Release Date: Thursday, February 29, 2024
Ferguson, Reid, Ferrandino Headshot

Supplemental Materials (PDF)

Production Credits
Team Lead: Thomas B. Yee
Production Lead: Zach Lloyd
Peer Reviewer: Pete Smucker

Music Credits
SMT-Pod Theme Music: Zhangcheng Lu
Closing Music: David Voss

Bio: Brent Ferguson (stage name: Dr. B.A. Ferguson) is Lecturer in Games Sound and Music at Brunel University London. They primarily research interactions between music and multimedia. Recently, they released a co-written article on the weaponization of music in the video game Omega Quintet with the Journal of Sound and Music in Games, and they have published a resource outlining music theory concepts in video game music for the Journal of Music Theory Pedagogy.

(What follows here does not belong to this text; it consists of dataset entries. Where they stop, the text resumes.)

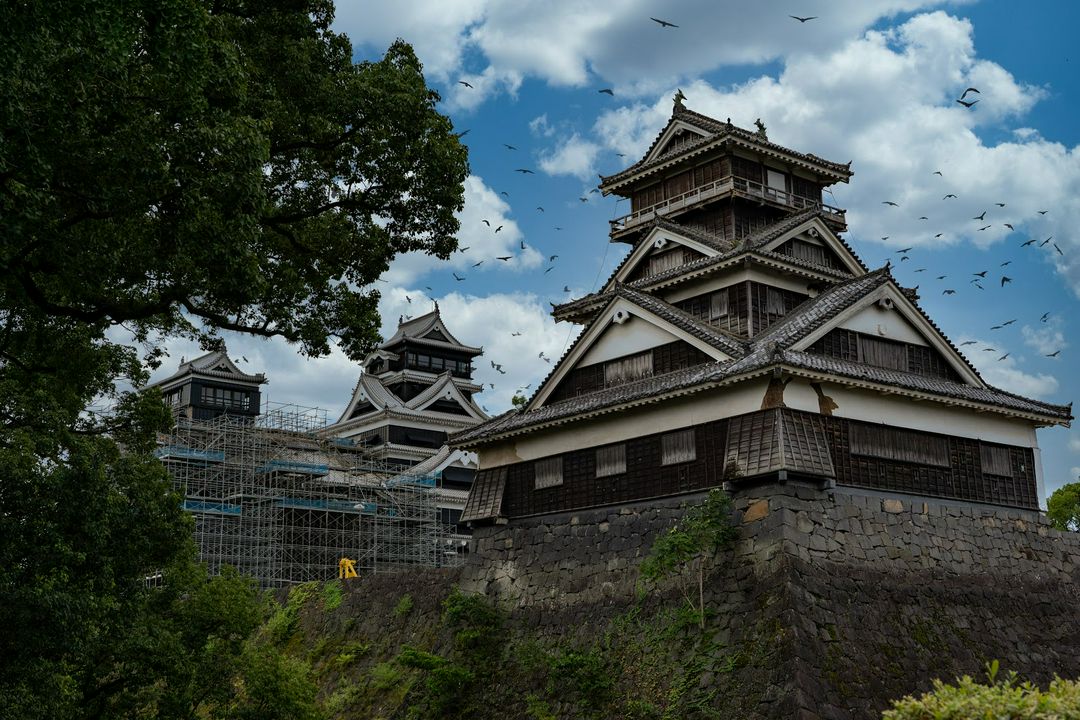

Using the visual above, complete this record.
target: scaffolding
[157,405,464,587]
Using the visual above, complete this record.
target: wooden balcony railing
[611,175,846,233]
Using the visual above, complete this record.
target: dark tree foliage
[0,0,468,718]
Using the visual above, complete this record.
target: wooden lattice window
[596,444,626,477]
[859,335,907,371]
[660,427,698,465]
[534,456,563,490]
[648,248,686,275]
[604,350,652,386]
[850,423,950,467]
[978,443,1013,477]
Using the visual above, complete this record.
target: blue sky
[145,0,1080,500]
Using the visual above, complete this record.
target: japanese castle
[450,99,1072,524]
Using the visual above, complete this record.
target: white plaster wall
[784,379,1038,447]
[480,380,773,468]
[576,315,678,367]
[840,302,928,345]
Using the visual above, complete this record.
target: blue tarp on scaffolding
[184,500,241,515]
[153,445,225,463]
[256,460,330,476]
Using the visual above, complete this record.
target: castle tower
[451,104,1071,522]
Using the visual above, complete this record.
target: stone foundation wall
[460,484,1080,720]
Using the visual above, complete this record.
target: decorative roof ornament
[672,87,686,114]
[754,118,769,142]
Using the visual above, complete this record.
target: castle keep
[451,104,1071,524]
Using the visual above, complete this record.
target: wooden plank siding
[548,340,713,403]
[807,327,962,382]
[488,408,1038,517]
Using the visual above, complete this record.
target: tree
[882,661,1080,720]
[1047,483,1080,532]
[642,489,738,629]
[0,0,468,718]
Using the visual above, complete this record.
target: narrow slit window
[534,456,563,490]
[604,350,652,386]
[660,429,698,465]
[708,288,728,320]
[978,444,1013,477]
[596,445,626,477]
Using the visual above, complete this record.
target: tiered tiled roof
[451,263,1071,447]
[600,108,852,193]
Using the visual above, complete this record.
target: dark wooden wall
[485,409,1038,517]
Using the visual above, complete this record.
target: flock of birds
[881,165,1065,362]
[432,15,1064,410]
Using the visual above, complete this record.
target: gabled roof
[379,302,484,355]
[600,108,852,194]
[148,347,267,388]
[450,267,1072,447]
[526,285,746,410]
[334,371,488,424]
[552,209,855,320]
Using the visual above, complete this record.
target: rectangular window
[859,335,907,371]
[604,350,652,385]
[596,445,626,477]
[660,427,698,465]
[765,287,785,315]
[849,423,950,467]
[978,443,1013,477]
[649,248,683,275]
[766,167,787,192]
[532,456,563,490]
[708,288,728,320]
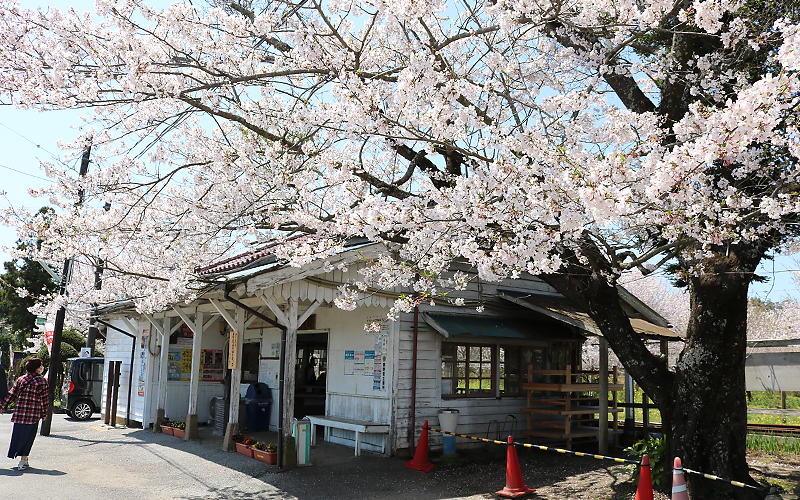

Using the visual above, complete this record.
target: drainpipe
[95,319,138,427]
[408,304,419,457]
[222,286,286,467]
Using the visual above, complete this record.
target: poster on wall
[167,349,183,380]
[181,349,193,382]
[344,351,355,375]
[137,350,147,397]
[200,349,223,382]
[365,317,389,391]
[364,351,375,377]
[353,351,364,375]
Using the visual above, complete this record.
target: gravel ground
[0,415,800,500]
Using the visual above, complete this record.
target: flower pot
[253,449,278,465]
[236,443,253,458]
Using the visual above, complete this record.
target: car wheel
[72,401,93,420]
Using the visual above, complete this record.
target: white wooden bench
[306,415,389,457]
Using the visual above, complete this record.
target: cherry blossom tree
[0,0,800,492]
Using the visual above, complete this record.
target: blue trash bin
[244,382,272,432]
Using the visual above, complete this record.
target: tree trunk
[668,249,760,499]
[542,240,763,500]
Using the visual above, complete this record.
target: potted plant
[171,422,186,439]
[161,418,175,436]
[231,434,254,458]
[252,441,278,465]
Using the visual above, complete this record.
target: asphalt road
[0,414,627,500]
[0,414,505,500]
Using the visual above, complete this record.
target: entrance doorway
[294,332,328,418]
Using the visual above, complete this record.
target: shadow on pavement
[0,466,67,476]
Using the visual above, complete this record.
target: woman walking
[0,358,50,470]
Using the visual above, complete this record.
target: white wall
[744,352,800,391]
[101,316,226,425]
[392,275,558,452]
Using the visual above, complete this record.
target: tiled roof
[195,234,318,276]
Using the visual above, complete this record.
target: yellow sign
[228,331,239,370]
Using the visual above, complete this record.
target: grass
[633,387,800,425]
[747,434,800,455]
[747,391,800,410]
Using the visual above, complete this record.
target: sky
[0,0,800,302]
[0,102,800,302]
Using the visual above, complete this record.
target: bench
[306,415,389,457]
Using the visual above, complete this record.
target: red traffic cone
[496,436,536,498]
[404,420,436,472]
[635,455,653,500]
[672,457,689,500]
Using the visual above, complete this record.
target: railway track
[747,424,800,437]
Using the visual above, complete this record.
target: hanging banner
[44,323,56,354]
[228,331,239,370]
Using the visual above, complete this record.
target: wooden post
[153,314,170,432]
[597,337,608,455]
[173,307,203,440]
[279,297,300,468]
[103,361,114,425]
[642,390,650,439]
[222,307,245,451]
[109,361,122,427]
[611,365,619,450]
[625,370,636,435]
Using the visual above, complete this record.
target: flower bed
[252,441,278,465]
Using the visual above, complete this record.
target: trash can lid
[438,408,458,413]
[245,382,272,402]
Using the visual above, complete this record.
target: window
[442,343,494,396]
[442,342,546,397]
[241,342,261,384]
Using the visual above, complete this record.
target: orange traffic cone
[635,455,653,500]
[672,457,689,500]
[496,436,536,498]
[405,420,436,472]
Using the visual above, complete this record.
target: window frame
[439,337,577,400]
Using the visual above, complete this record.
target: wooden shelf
[522,382,625,392]
[522,426,624,439]
[522,401,623,415]
[521,365,624,449]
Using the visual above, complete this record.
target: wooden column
[281,298,299,467]
[597,337,608,455]
[173,307,204,440]
[211,299,247,451]
[153,314,171,432]
[261,295,322,467]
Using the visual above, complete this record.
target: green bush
[625,436,668,486]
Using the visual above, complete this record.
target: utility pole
[39,144,92,436]
[86,203,111,356]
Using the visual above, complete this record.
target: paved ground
[0,414,644,500]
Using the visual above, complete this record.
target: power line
[0,164,55,182]
[0,122,58,160]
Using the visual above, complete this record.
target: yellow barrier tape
[427,427,641,465]
[676,467,767,493]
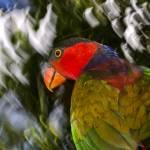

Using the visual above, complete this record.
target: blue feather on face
[85,45,119,70]
[84,45,128,75]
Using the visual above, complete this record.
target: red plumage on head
[52,42,98,80]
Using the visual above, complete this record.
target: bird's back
[71,69,150,150]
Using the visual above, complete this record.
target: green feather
[71,68,150,150]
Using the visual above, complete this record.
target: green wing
[71,68,150,150]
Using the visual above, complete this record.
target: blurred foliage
[0,0,150,150]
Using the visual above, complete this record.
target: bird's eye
[55,49,62,57]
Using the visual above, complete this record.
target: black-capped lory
[44,38,150,150]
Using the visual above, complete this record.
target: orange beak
[44,67,66,91]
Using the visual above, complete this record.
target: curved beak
[44,67,66,92]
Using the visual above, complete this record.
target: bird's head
[43,39,99,90]
[44,39,138,90]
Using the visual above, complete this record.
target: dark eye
[55,49,62,57]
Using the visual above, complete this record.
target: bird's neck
[87,58,142,90]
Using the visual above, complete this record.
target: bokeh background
[0,0,150,150]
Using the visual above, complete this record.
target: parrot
[43,38,150,150]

Additionally, Brent is an active performer, composer of music for the concert hall and video games, and video game designer attempting to create interactive and educational experiences with the educational resource Choose Your Own Accompaniment for the Silent Film Sound and Music Archive, the music history role-playing game Bardcore, and music education game Conducktus.

Bio: Matthew Ferrandino is Visiting Assistant Professor of Music Theory at Murray State University in Western KY. His research focuses on the analysis and interpretation of popular music and multimedia. In his spare time, Matthew is an active songwriter and chiptune enthusiast. He currently serves as the managing editor for Music Theory Spectrum.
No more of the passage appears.